Justice Peter McClellan at the final sitting of the Royal Commission into Institutional Responses to Child Sexual Abuse in Sydney,
Justice Peter McClellan at the final sitting of the Royal Commission into Institutional Responses to Child Sexual Abuse in Sydney,

189 recommendations into child sex abuse

Governments have been given a six-month deadline to decide how children can be protected in the wake of the child sex abuse royal commission.

In its final report released today, the commission has recommended a new National Office for Child Safety to oversee the development and implementation of a national strategy to prevent child sexual abuse.

The office would be part of the Department of the Prime Minister and Cabinet.

It has also said that every year for the next five years all governments should be accountable in open reports to their parliaments on how they are implementing the commission's extensive recommendations.

Commissioner Justice Peter McClellan and the Governor-General of Australia Peter Cosgrove at the signing ceremony and the release of the Final Report of the Royal Commission into Institutional Responses to Child Sexual Abuse in Canberra. Photo Jeremy Piper
Commissioner Justice Peter McClellan and the Governor-General of Australia Peter Cosgrove at the signing ceremony and the release of the Final Report of the Royal Commission into Institutional Responses to Child Sexual Abuse in Canberra. Photo Jeremy Piper

The long-awaited final report follows five years of hearings for the $500 million royal commission into institutional responses to child sexual abuse during which more than 2500 allegations have been reported to police as over 8000 survivors of childhood abuse gave evidence covering 4000 institutions.

Federal and state government have been asked to respond to the commission's 189 recommendations within six months.

"There is no simple explanation for why child sexual abuse has occurred in a multitude of institutions," the final report says.

"However, we have identified a number of ways in which institutions may, inadvertently or otherwise, enable or create opportunities for abuse."

Members of the Care Leavers Australasia Network meet with Governor-General Sir Peter Cosgrove ahead of the findings.
Members of the Care Leavers Australasia Network meet with Governor-General Sir Peter Cosgrove ahead of the findings.

This includes setting the federal government setting up a mechanism to oversee the development and implementation of a national strategy to prevent child sexual abuse to be undertaken by the proposed National Office for Child Safety and be included in a National Framework for Child Safety.

"Australia's governments and institutions are now responsible for responding to the Royal Commission's recommendations and delivering the changes that the community has rightly come to expect," the final report states.

"We have asked the Australian Government and state and territory governments to respond to our Final Report within six months of its release.

"In their response, governments should tell the community which of our recommendations they plan to act on and which they do not."

The commission said that governments, institutions and the broader community had to share responsibility for keeping children safe.

KEY RECOMMENDATIONS FROM THE CHILD ABUSE ROYAL COMMISSION

Australia-wide laws requiring all adults to report known or suspected child abuse in religious and other institutions.

- Failure to report should be a criminal offence.

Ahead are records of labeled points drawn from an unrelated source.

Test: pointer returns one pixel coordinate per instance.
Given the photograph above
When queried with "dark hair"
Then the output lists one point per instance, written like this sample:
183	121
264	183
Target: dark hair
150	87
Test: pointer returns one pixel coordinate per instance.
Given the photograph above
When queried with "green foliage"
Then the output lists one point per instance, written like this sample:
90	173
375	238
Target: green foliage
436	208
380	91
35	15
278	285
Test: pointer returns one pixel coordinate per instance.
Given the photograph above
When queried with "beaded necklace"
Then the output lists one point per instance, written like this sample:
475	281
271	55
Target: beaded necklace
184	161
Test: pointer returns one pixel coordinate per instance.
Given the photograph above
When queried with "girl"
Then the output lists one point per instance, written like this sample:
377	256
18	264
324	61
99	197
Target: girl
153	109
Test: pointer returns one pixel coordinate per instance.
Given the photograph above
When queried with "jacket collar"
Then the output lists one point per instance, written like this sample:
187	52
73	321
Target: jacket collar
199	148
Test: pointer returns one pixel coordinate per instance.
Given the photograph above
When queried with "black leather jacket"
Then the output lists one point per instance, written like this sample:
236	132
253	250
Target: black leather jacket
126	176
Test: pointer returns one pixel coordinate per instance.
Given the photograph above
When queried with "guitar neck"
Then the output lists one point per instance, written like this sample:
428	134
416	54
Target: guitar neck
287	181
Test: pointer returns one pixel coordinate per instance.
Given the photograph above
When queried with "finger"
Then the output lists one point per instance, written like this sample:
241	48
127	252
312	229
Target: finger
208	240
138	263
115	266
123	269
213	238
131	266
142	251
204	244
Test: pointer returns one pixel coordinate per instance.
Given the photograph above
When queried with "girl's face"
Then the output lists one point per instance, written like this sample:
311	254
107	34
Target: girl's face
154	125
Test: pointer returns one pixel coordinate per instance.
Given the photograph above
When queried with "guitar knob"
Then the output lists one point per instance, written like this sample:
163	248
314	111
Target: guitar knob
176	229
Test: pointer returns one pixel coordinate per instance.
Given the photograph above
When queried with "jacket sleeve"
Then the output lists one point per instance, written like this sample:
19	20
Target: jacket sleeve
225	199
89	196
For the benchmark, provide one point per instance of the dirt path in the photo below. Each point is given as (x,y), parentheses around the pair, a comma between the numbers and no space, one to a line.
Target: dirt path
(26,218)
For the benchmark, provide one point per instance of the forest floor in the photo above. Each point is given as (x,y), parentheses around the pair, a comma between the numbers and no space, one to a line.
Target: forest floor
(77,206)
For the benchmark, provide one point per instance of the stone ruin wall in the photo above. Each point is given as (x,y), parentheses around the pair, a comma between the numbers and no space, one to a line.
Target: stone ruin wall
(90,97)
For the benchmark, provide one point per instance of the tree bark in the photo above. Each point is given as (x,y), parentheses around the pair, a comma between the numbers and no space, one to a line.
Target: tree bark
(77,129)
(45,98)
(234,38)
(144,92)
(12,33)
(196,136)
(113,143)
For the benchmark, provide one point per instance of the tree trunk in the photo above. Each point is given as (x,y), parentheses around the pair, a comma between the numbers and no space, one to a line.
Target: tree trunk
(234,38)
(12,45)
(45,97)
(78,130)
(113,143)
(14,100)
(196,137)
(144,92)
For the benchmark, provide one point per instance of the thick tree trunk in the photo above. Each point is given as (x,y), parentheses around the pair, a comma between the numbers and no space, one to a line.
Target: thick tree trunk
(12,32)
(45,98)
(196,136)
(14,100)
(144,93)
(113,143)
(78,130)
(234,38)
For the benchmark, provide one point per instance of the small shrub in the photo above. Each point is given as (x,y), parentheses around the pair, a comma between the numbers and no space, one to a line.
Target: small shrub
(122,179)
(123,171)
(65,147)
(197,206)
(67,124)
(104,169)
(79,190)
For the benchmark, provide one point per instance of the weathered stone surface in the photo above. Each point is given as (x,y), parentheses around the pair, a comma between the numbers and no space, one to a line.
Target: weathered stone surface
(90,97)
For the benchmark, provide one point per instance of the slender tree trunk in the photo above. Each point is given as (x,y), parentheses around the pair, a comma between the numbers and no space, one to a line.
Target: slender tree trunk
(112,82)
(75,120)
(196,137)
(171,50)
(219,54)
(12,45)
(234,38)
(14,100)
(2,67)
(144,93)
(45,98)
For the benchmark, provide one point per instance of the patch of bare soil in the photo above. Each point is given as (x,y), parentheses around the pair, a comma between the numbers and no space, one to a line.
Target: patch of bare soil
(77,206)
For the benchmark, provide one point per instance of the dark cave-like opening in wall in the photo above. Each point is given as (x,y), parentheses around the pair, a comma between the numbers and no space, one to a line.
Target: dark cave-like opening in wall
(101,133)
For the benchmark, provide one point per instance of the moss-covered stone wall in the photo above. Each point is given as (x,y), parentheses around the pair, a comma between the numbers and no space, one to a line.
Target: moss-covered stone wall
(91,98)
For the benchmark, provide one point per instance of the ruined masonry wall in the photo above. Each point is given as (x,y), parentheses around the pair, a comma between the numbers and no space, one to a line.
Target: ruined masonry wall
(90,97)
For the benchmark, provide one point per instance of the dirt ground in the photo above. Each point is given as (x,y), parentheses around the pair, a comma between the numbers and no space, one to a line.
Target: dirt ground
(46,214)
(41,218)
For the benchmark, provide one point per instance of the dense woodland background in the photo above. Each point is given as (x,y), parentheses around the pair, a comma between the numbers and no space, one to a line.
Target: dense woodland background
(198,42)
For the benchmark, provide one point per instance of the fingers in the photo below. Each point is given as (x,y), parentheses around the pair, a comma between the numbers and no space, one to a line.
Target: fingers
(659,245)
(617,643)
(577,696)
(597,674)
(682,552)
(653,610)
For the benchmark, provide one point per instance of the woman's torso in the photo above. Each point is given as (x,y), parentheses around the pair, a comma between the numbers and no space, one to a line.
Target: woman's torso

- The laws will cover clergy who fail to report abuse admissions made during religious confession.

- The Australian Catholic Bishops Conference should ask the Holy See to consider introducing voluntary celibacy for diocesan clergy.

- A new national office for child safety, within the department of prime minister and cabinet.

- Office to evolve into a stand-alone statutory authority within 18 months. - A new federal minister responsible for mitigating risks of abuse, and working with states and territories to keep children safe.

- A new national framework for child safety by 2020.

- A new national website and helpline to report child abuse, education for children and parents, including in pre-schools, and help for adults who believe they're at risk of becoming abusers.

SYDNEY ARCHBISHOP RESPONDS TO ABUSE REPORT

The Catholic Archbishop of Sydney has assured child abuse survivors the church has begun working toward meeting the recommendations made by the royal commission's final report.

Anthony Fisher has promised the multi-volume final report from the Royal Commission into Institutional Responses to Child Sexual Abuse, which was released on Friday, would not "sit on a shelf".

"I will study the findings and recommendations carefully, and then provide a detailed response as we discern, with the rest of the community, the best way forward," he said in a statement on Friday.